Croatia has commemorated the victims of a World War II concentration camp where tens of thousands of people perished at the hands of the Nazi-installed puppet regime.
Croatian officials and representatives of Serb, Jewish, Roma and antifascist organisations attended the ceremonies marking 80 years since hundreds of prisoners attempted a breakout on 22 April 1945.
Only 92 people survived the attempt out of some 600 men, according to the Jasenovac memorial centre data.
Prisoners at the camp, known as the Balkan Auschwitz, also included women and children.
Slavko Milanovic, born in 1937, was just a child when he was brought to Jasenovac with his mother, aunt and sister. Milanovic still remembers how prison guards separated children from their mothers.
“When my mother saw that she covered me and my sister with cloths that we used to sleep on,” Milanovic said. “My sister was fragile, she died right there in my mother’s arms.”
Jasenovac, located about 100 kilometres southwest of the capital Zagreb, was the most notorious in a system of camps in the area where victims were rounded up, brutally tortured and executed.
Official Croatian data show that more than 83,000 people were killed in Jasenovac while Serbs say the numbers were much higher, possibly in the hundreds of thousands.
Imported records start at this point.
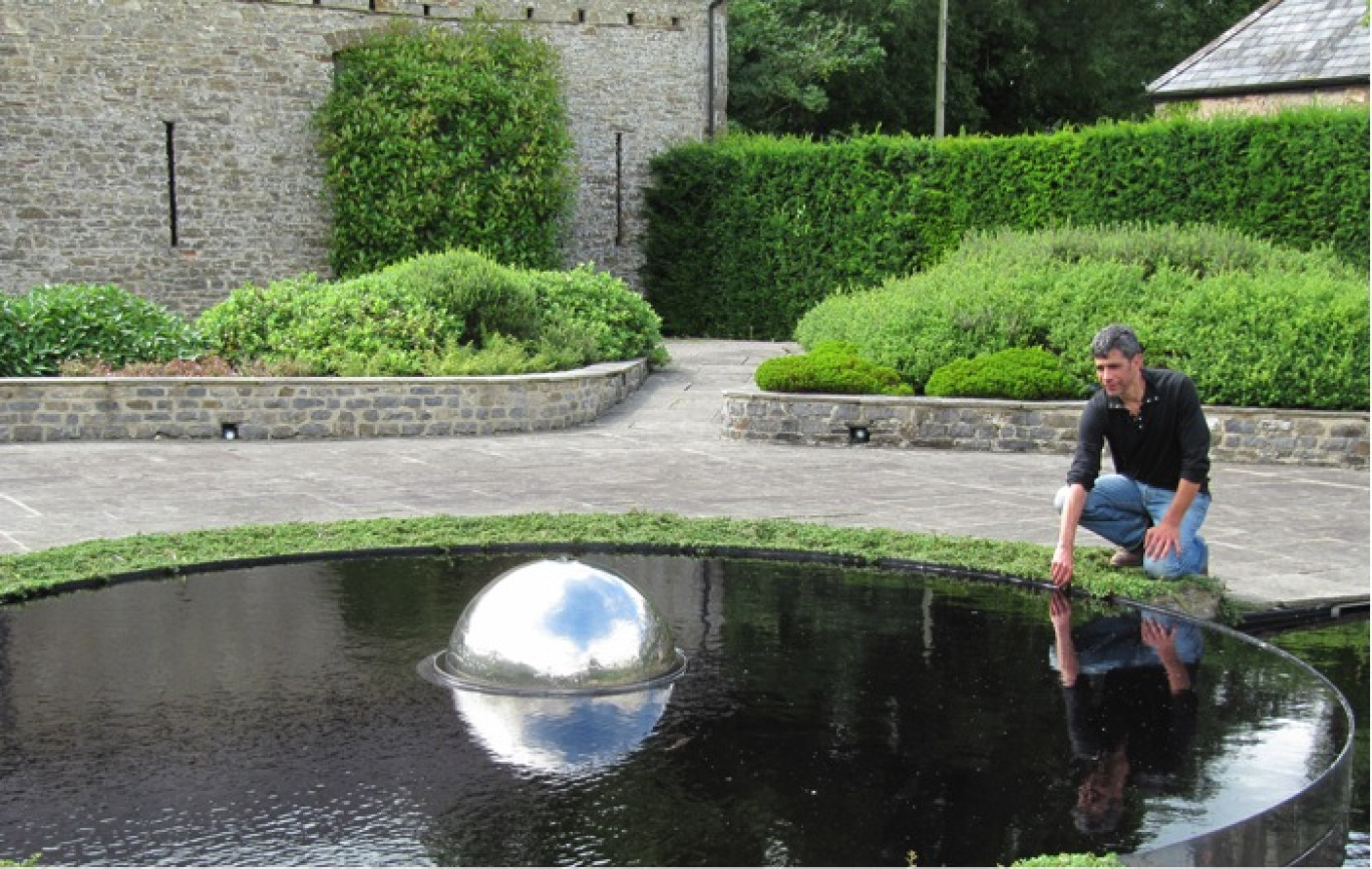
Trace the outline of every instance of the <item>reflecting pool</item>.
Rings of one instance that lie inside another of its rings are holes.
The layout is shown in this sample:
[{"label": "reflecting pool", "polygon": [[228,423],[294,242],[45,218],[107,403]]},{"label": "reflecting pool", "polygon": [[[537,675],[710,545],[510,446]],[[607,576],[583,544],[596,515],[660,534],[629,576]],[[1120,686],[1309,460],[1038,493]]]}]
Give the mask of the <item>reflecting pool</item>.
[{"label": "reflecting pool", "polygon": [[1249,839],[1287,862],[1347,802],[1342,699],[1228,631],[910,572],[567,554],[653,603],[689,659],[676,681],[578,717],[421,678],[527,552],[0,609],[0,858],[1262,862],[1232,858]]}]

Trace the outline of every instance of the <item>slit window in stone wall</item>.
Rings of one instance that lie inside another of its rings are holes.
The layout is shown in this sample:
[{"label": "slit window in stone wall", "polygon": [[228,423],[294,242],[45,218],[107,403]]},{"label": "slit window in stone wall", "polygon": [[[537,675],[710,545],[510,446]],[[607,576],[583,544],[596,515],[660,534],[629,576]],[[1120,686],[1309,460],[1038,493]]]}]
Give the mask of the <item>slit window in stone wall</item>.
[{"label": "slit window in stone wall", "polygon": [[167,225],[172,229],[172,247],[177,247],[181,238],[178,237],[180,228],[177,226],[176,207],[176,122],[163,121],[162,126],[166,134],[167,152]]},{"label": "slit window in stone wall", "polygon": [[624,134],[615,133],[615,247],[624,244]]}]

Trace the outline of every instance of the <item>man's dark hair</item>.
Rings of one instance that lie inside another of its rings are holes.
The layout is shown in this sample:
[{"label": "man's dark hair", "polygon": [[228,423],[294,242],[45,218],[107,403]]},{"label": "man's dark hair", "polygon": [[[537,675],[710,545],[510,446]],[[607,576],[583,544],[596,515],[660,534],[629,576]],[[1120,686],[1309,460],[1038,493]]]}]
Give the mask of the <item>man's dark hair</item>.
[{"label": "man's dark hair", "polygon": [[1098,332],[1096,337],[1091,340],[1091,356],[1093,359],[1104,359],[1110,355],[1111,350],[1118,350],[1124,354],[1125,359],[1133,359],[1143,352],[1143,345],[1139,344],[1139,336],[1133,333],[1133,329],[1111,323]]}]

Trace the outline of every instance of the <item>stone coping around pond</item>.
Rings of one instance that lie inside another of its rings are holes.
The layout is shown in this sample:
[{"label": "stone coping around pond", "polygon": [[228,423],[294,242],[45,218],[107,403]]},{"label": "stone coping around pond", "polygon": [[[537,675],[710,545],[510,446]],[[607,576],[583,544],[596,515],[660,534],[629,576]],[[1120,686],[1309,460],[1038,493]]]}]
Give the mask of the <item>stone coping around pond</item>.
[{"label": "stone coping around pond", "polygon": [[595,419],[646,377],[646,359],[486,377],[16,377],[0,380],[0,443],[541,432]]},{"label": "stone coping around pond", "polygon": [[[822,447],[875,445],[1070,454],[1084,402],[724,391],[724,437]],[[1368,414],[1205,407],[1221,462],[1368,467]]]}]

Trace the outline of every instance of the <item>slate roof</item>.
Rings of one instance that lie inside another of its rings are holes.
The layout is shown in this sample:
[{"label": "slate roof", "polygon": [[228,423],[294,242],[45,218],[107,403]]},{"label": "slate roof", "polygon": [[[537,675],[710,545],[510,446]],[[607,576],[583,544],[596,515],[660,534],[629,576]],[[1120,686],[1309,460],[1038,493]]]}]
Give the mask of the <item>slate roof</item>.
[{"label": "slate roof", "polygon": [[1155,97],[1367,84],[1365,0],[1268,0],[1148,85]]}]

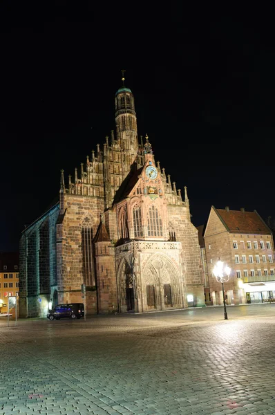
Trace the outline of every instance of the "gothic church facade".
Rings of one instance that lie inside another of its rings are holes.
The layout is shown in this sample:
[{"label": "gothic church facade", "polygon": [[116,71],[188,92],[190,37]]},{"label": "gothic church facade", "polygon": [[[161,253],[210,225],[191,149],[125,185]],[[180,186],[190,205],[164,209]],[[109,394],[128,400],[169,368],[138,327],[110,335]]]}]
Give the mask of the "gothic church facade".
[{"label": "gothic church facade", "polygon": [[61,171],[59,200],[22,232],[21,316],[44,316],[50,302],[84,302],[82,284],[88,314],[205,305],[187,188],[182,201],[148,136],[139,142],[124,85],[115,105],[115,136],[67,186]]}]

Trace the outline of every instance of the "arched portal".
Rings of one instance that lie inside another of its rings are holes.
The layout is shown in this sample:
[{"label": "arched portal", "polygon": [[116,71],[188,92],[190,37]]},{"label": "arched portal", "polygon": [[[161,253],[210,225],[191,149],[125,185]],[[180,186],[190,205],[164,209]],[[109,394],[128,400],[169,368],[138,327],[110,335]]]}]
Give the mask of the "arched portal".
[{"label": "arched portal", "polygon": [[144,311],[182,308],[180,268],[168,255],[153,255],[144,268],[142,280]]}]

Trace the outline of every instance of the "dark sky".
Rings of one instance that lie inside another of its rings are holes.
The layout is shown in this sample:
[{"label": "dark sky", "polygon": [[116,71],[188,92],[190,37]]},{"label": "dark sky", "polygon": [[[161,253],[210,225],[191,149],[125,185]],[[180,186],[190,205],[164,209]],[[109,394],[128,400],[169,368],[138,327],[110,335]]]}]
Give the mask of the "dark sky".
[{"label": "dark sky", "polygon": [[108,3],[1,2],[0,250],[115,129],[122,68],[196,225],[211,205],[274,216],[271,10]]}]

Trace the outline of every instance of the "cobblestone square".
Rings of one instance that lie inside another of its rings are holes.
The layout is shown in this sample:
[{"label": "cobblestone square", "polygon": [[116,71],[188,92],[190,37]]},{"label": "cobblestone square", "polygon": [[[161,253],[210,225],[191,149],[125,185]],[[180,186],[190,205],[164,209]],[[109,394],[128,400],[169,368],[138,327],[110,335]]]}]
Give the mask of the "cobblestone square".
[{"label": "cobblestone square", "polygon": [[275,414],[275,304],[0,321],[0,415]]}]

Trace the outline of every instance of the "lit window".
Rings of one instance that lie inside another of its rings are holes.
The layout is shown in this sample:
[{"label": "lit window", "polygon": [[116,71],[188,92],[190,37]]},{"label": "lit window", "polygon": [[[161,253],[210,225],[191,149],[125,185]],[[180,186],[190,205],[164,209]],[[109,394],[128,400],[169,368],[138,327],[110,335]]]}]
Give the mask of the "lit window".
[{"label": "lit window", "polygon": [[143,237],[142,223],[142,210],[140,207],[135,206],[133,209],[134,237]]},{"label": "lit window", "polygon": [[149,208],[147,215],[147,226],[149,237],[162,236],[162,221],[155,206]]}]

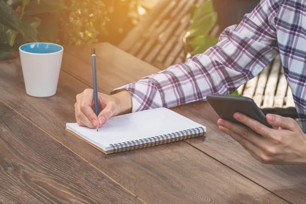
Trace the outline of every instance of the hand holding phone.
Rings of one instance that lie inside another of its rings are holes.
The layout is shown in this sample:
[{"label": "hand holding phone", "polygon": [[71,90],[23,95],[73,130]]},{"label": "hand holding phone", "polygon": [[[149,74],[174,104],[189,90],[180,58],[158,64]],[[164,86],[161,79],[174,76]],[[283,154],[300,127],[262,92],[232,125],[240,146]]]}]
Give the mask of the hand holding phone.
[{"label": "hand holding phone", "polygon": [[240,96],[209,94],[207,96],[207,99],[222,119],[246,126],[234,118],[234,113],[239,112],[268,128],[273,128],[268,123],[266,116],[251,98]]}]

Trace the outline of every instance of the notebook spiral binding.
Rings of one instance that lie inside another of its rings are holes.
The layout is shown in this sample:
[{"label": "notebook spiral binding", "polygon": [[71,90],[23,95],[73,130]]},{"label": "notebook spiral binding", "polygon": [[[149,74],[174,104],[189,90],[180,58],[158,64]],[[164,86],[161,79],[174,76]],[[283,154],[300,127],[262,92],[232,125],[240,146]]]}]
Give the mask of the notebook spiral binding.
[{"label": "notebook spiral binding", "polygon": [[[202,127],[199,127],[167,135],[111,144],[111,146],[113,147],[114,153],[118,153],[202,136],[206,133],[205,130]],[[166,138],[166,139],[164,138]]]}]

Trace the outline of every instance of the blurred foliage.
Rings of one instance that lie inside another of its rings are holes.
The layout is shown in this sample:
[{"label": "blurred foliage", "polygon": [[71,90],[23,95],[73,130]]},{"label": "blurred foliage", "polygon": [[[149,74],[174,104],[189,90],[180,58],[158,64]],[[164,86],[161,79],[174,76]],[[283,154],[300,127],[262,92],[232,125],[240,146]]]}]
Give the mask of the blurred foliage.
[{"label": "blurred foliage", "polygon": [[137,0],[0,0],[0,58],[20,45],[117,44],[138,20]]},{"label": "blurred foliage", "polygon": [[[215,26],[217,14],[213,0],[207,0],[191,9],[192,22],[184,37],[186,58],[205,52],[218,43],[218,37],[209,35]],[[232,95],[239,95],[236,90]]]},{"label": "blurred foliage", "polygon": [[218,42],[218,37],[209,34],[217,22],[212,0],[204,1],[192,8],[192,22],[184,38],[186,58],[204,53]]},{"label": "blurred foliage", "polygon": [[64,45],[108,41],[117,44],[138,20],[136,0],[65,0],[60,40]]}]

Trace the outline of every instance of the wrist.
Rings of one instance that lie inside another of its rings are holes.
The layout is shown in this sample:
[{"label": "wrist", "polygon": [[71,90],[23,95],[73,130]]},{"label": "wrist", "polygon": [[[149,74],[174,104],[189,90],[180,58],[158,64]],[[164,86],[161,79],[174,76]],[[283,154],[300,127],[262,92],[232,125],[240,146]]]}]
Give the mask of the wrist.
[{"label": "wrist", "polygon": [[129,91],[123,90],[112,95],[119,108],[118,115],[132,113],[132,96]]}]

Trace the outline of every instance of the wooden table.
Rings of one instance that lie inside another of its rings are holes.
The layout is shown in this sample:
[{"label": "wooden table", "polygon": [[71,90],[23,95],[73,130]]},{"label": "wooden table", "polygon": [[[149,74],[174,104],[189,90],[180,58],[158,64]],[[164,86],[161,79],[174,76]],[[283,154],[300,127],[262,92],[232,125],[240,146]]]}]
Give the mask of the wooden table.
[{"label": "wooden table", "polygon": [[[95,45],[99,91],[159,70]],[[106,155],[65,131],[92,87],[90,46],[64,49],[57,94],[27,95],[19,58],[0,61],[0,203],[304,203],[306,167],[261,164],[219,131],[206,102],[172,109],[201,137]]]}]

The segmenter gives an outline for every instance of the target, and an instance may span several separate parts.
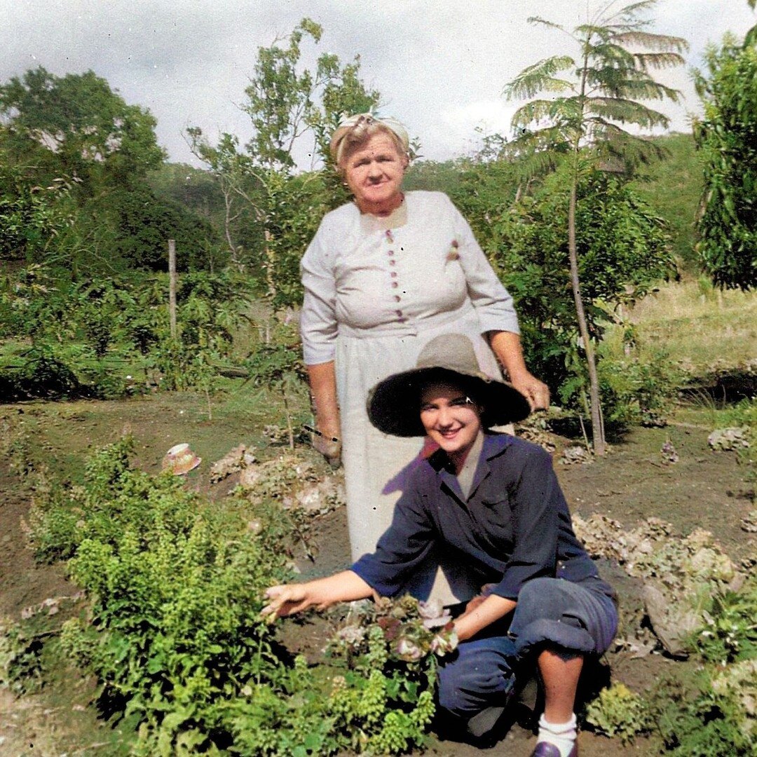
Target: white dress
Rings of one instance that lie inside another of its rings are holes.
[[[391,522],[407,466],[423,447],[422,439],[388,436],[371,425],[369,390],[414,368],[423,346],[442,333],[467,335],[481,369],[500,377],[483,335],[518,333],[518,320],[512,298],[468,223],[441,192],[407,192],[386,218],[342,205],[323,218],[301,272],[305,363],[335,361],[350,546],[357,559],[374,551]],[[461,593],[467,590],[455,591],[466,598]]]

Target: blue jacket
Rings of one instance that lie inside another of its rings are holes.
[[[573,533],[552,458],[506,434],[484,435],[467,499],[442,450],[419,466],[376,551],[351,569],[392,597],[435,547],[456,554],[479,585],[495,584],[492,593],[509,600],[532,578],[598,575]]]

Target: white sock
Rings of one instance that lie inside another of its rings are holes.
[[[567,723],[550,723],[541,713],[539,718],[539,736],[537,743],[540,741],[548,741],[554,744],[560,750],[560,757],[568,757],[570,750],[575,743],[578,735],[576,730],[575,715],[571,716]]]

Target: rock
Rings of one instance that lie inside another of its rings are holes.
[[[210,466],[210,483],[217,484],[232,473],[245,470],[254,462],[255,456],[252,450],[239,444]]]
[[[707,444],[716,452],[744,449],[749,446],[749,426],[716,428],[707,437]]]
[[[644,606],[652,630],[673,657],[687,657],[688,640],[702,625],[701,616],[651,582],[644,584]]]
[[[560,455],[560,463],[564,466],[575,465],[577,463],[591,463],[591,453],[580,444],[574,447],[566,447]]]

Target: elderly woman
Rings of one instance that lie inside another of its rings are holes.
[[[341,454],[357,559],[388,526],[420,451],[416,440],[389,439],[370,425],[371,386],[412,367],[435,336],[456,332],[491,375],[500,375],[501,364],[532,407],[547,407],[549,391],[526,369],[512,298],[468,223],[440,192],[403,192],[404,127],[354,116],[335,132],[331,151],[354,201],[324,217],[303,257],[301,332],[315,444],[332,461]],[[450,594],[442,581],[435,597],[453,602],[467,590],[453,586]]]
[[[414,369],[379,382],[368,414],[384,433],[425,435],[437,450],[413,470],[375,553],[326,578],[272,587],[263,612],[396,596],[442,547],[481,593],[454,621],[461,643],[440,668],[440,706],[481,735],[506,708],[516,671],[535,660],[544,710],[533,757],[576,757],[578,678],[615,633],[615,592],[573,532],[549,454],[484,432],[527,416],[525,399],[481,372],[466,336],[446,335]]]

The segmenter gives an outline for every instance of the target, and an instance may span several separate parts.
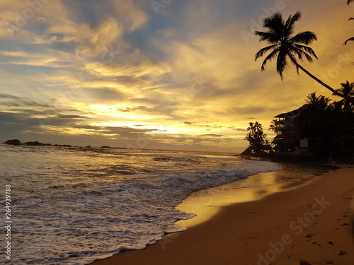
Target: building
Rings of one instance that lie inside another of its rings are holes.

The ceremonies on Tuesday included laying of flowers and wreaths, lighting of candles and a commemorative programme.
Participants walked along a path marked with railway tracks that were used to transport the camp prisoners.
“Such crimes must never be forgotten and what is even more important, they must never be repeated,” said Croatian Prime Minister Andrej Plenkovic.
Plenkovic’s conservative government has in the past faced accusations that it was not doing enough to curb resurging pro-Nazi sentiments in the country, which led to a years-long boycott of the state-run Jasenovac commemoration ceremonies by the Serb and Jewish groups.
“I am extremely pleased that everyone attended,” Ognjen Kraus, who heads an association of Jewish municipalities in Croatia, said.
“The commemoration, after a long while, was as it should be.”
Croatia, now a member of the European Union, was part of the former, Communist-run Yugoslavia after WWII.
The six-member federation broke up in the 1990s in a series of ethnic conflicts, forming today’s Bosnia and Herzegovina, Croatia, Macedonia, Montenegro, Serbia and Slovenia.